L’elettricità, quando c’è, c’è per due ore al giorno: l’Autorità nazionale palestinese ha smesso di pagare a Israele le bollette della Striscia. Il bersaglio della scellerata decisione è Hamas, ma le vittime collaterali sono migliaia di esseri umani duramente messi alla prova in un’estate ancora più rovente del solito. «Ad agosto del 2014 – al termine dell’ultimo conflitto con Israele –, 900mila persone necessitavano di acqua e servizi igienici – riferisce Paolo Pezzati, policy advisor per le emergenze umanitarie di Oxfam Italia –. Oggi questo numero è salito a 2 milioni». La crisi energetica colpisce un territorio già devastato: a Gaza, le infrastrutture sono fatiscenti, quando non ridotte a cumuli di macerie. La disoccupazione ha superato il 40%. Quella giovanile, invece, è oltre la soglia del 60% (dati Onu a luglio 2017).
La retorica della classe dirigente di Hamas, però, non si modifica.
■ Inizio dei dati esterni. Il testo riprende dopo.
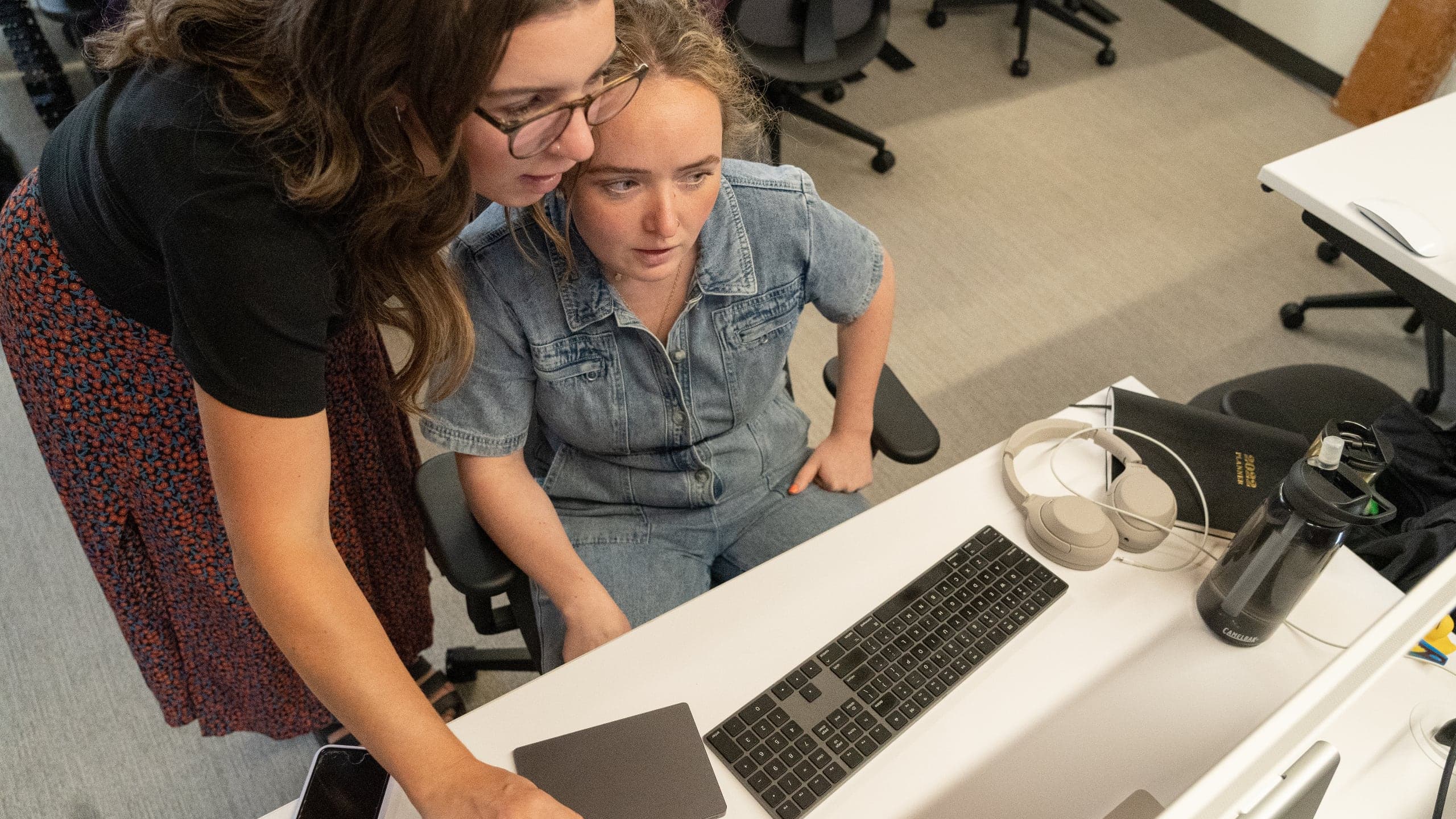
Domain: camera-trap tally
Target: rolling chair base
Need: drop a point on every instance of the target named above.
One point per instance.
(1065, 14)
(1426, 398)
(464, 664)
(789, 98)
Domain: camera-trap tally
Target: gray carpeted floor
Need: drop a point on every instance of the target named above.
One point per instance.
(1052, 235)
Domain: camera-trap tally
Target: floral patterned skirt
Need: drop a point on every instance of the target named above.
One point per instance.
(114, 414)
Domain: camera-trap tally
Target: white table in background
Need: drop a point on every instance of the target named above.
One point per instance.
(1408, 158)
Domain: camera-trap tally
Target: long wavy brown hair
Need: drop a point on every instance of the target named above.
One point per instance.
(315, 85)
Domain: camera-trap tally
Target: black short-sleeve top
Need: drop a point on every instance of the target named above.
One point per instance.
(178, 222)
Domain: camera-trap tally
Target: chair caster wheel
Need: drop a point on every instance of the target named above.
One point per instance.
(1424, 401)
(456, 674)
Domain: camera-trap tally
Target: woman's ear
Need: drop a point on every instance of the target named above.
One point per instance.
(417, 135)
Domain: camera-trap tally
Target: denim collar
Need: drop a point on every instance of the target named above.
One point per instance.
(724, 263)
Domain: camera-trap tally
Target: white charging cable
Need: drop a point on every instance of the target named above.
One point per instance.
(1199, 547)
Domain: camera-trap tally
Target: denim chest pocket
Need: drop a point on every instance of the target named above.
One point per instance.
(762, 320)
(756, 334)
(580, 391)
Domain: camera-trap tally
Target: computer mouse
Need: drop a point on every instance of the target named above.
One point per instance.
(1404, 225)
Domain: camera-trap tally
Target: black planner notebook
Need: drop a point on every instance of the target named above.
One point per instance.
(1238, 462)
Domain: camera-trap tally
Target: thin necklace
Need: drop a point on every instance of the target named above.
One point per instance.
(672, 295)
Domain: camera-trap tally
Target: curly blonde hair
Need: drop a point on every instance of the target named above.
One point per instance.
(676, 40)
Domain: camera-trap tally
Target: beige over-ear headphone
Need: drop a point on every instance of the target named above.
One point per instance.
(1077, 532)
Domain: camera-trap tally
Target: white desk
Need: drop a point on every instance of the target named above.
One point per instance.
(1117, 687)
(1408, 158)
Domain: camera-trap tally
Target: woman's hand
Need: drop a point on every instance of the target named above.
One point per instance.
(475, 791)
(592, 626)
(842, 464)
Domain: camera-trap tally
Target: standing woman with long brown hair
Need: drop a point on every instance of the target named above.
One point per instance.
(190, 293)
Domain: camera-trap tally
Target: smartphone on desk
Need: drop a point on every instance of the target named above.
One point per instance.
(344, 783)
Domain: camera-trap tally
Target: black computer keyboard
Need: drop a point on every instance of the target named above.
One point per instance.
(804, 737)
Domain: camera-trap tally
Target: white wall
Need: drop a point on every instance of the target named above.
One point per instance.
(1329, 31)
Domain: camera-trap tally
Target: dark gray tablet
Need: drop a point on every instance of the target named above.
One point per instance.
(646, 767)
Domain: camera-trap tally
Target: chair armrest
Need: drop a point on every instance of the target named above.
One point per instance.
(903, 432)
(465, 554)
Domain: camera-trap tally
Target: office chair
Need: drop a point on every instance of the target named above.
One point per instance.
(477, 568)
(9, 171)
(1292, 315)
(794, 47)
(1065, 14)
(38, 66)
(1301, 398)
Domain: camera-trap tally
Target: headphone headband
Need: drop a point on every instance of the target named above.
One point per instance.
(1056, 429)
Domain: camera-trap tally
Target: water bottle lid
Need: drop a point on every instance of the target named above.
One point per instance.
(1334, 496)
(1331, 448)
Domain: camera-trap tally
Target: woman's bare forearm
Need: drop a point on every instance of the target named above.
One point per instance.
(522, 521)
(862, 344)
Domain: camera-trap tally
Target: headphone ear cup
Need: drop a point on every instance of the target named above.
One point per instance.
(1070, 531)
(1142, 493)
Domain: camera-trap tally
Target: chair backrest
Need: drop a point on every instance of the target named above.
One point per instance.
(787, 24)
(469, 559)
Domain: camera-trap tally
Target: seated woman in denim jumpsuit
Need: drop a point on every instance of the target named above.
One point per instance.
(625, 435)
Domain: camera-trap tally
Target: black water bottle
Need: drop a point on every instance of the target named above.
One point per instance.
(1283, 547)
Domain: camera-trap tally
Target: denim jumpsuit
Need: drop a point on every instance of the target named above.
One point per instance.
(669, 464)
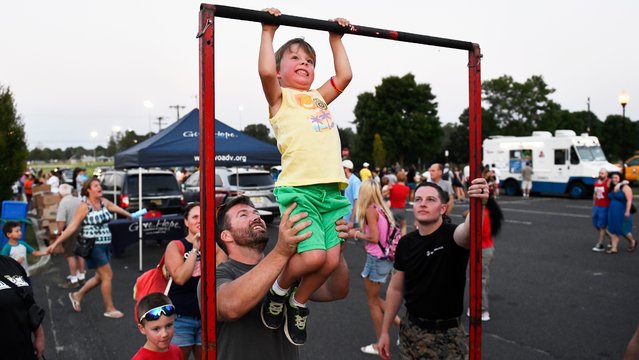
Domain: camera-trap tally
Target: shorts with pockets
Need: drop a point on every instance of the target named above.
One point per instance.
(325, 205)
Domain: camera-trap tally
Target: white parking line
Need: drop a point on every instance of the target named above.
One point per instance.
(584, 216)
(519, 222)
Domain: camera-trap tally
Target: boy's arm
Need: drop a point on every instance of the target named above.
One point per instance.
(343, 73)
(267, 67)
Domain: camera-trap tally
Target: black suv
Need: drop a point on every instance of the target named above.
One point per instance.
(160, 189)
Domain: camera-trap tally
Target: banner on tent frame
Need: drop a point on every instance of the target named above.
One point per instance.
(163, 229)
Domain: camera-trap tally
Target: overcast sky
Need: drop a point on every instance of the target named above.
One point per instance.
(81, 66)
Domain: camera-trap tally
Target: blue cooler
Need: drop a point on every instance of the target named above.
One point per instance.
(13, 211)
E il mancato riconoscimento dello Stato di Israele, l’attitudine bellicosa mai abbandonata, finiscono per fare il gioco del governo di Benjamin Netanyahu, che mantiene un duro embargo sull’enclave ed è spesso tentato da una nuova azione di forza contro gli islamisti della Striscia. Il fatto è che, senza una pacificazione fra Ramallah (dove ha sede l’Autorità nazionale palestinese di Abu Mazen) e Gaza City, di sedere a un tavolo negoziale con gli interlocutori israeliani neanche a parlarne. Forse, però, ora qualcosa si sta muovendo: la Striscia è protagonista di un riavvi- cinamento inatteso, umano ancor prima che politico. Il numero uno di Hamas, Yehiyeh Sinwar, e Mohammed Dahlan, ex leader dell’Anp a Gaza (“scaricato” da Abu Mazen con l’accusa di corruzione nel 2012), si sono ritrovati. Il termine è più che mai azzeccato visto che i due, coetanei 55enni, sono cresciuti assieme nel campo profughi di Khan Yunis, per poi scalare tutti i gradini dei movimenti avversari.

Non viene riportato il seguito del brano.